Immune-mediated mechanisms are thought to be responsible for hearing loss in IBD. The immune response associated with SNHL is believed to involve T lymphocyte-mediated cytotoxicity, vasculitis, and immune complex deposition (36, 44). Damage to the organ of corti may result from delayed cell-mediated hypersensitivity. A temporal biopsy of a UC patient supported a cytotoxic etiology, showing lymphocyte infiltration and migration deterrence (40, 45).
The pathogenesis of EIM of IBD is not well understood, but increased bowel permeability during active disease may expose the systemic immune system to luminal antigens. Activation of the immune system and the production of proinflammatory cytokines such as interleukin (IL)-1 and IL-12 may lead to significant inflammatory consequences elsewhere (46). The IBD can trigger autoimmune attacks on the inner ear and other extraintestinal sites. Unlike sudden, symptomatic SNHL that occurs during active bowel disease phases, subclinical hearing loss may develop independently of disease activity and remain undetected.
According to Loft et al.'s paper (47) and Akbayir et al.’s study (48), SNHL is not associated with bowel disease activity in IBD patients, regardless of the degree of inflammation. Conversely, Kumar et al. found that subclinical hearing loss correlated positively with bowel disease activity across all frequencies (37). However, their study excluded patients with low disease activity or complete recovery, which may have limited their ability to substantiate their claim that bowel disease activity is directly associated with hearing loss.
The detailed breakdown of age and gender by disease type helps contextualize the study's findings and provides a basis for comparison with similar studies. For instance, studies by Loft et al. (47) and Akbayir et al. (48) have reported varying age and gender distributions in IBD patients, contributing to a broader understanding of how these factors might correlate with hearing loss in different patient populations.
The potential link between hearing loss and medications commonly used to treat IBD, such as steroids, mesalamine, and azathioprine, was also investigated. Although these drugs could theoretically contribute to auditory disturbances, statistical analysis in this study revealed no significant association between drug intake and hearing loss (28).

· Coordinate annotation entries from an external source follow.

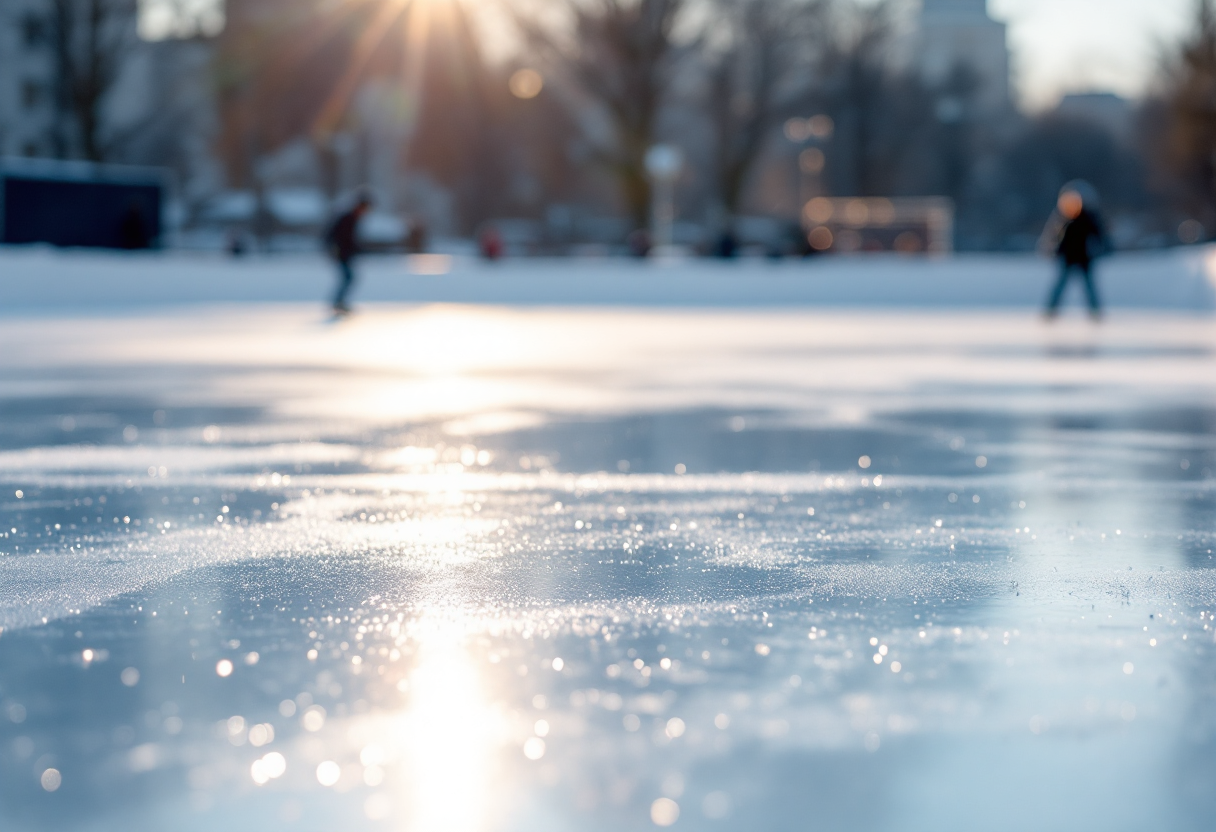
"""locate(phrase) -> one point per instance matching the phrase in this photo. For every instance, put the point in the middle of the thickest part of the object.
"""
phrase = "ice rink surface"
(489, 569)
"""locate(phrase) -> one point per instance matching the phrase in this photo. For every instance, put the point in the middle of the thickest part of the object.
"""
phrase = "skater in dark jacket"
(342, 242)
(1077, 237)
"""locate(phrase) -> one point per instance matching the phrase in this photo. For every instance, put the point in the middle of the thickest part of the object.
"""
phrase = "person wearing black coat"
(342, 242)
(1077, 235)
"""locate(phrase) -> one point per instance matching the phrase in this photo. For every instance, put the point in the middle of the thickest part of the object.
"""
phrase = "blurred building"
(1107, 110)
(958, 35)
(27, 78)
(77, 82)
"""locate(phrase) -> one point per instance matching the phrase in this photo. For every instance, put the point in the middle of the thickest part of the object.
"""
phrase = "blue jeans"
(345, 280)
(1086, 274)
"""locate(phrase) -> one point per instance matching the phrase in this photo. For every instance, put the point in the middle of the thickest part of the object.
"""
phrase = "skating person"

After evaluating infants diagnosed with VEO-IBD, no signs of hearing loss were observed post-treatment. The disparity between our findings and previous studies may be due to differences in the age of onset of IBD. Earlier studies focused on adult-onset IBD, where the disease may exert a more pronounced or different impact on auditory function. Our study focused on VEO-IBD, which affects very young children, potentially explaining the lack of significant hearing impairment. This distinction suggests that the age of onset and disease duration could play crucial roles in the manifestation of extraintestinal symptoms like hearing loss.
Both subclinical and sudden hearing loss have been reported in IBD cases. Subclinical hearing loss refers to subtle auditory dysfunctions detectable through advanced audiological tests, while sudden hearing loss presents as an acute and noticeable impairment. Given these variations, further research incorporating additional variables and diverse patient groups could provide more conclusive insights. Although VEO-IBD did not affect the hearing status of the studied group, future studies should explore whether age, disease progression, or treatment interventions play a role in auditory health outcomes.
5.1. Conclusions
There have been reports of sudden SNHL due to autoimmune mechanisms associated with IBD. However, in this study, the occurrence of VEO-IBD did not result in hearing loss among affected children.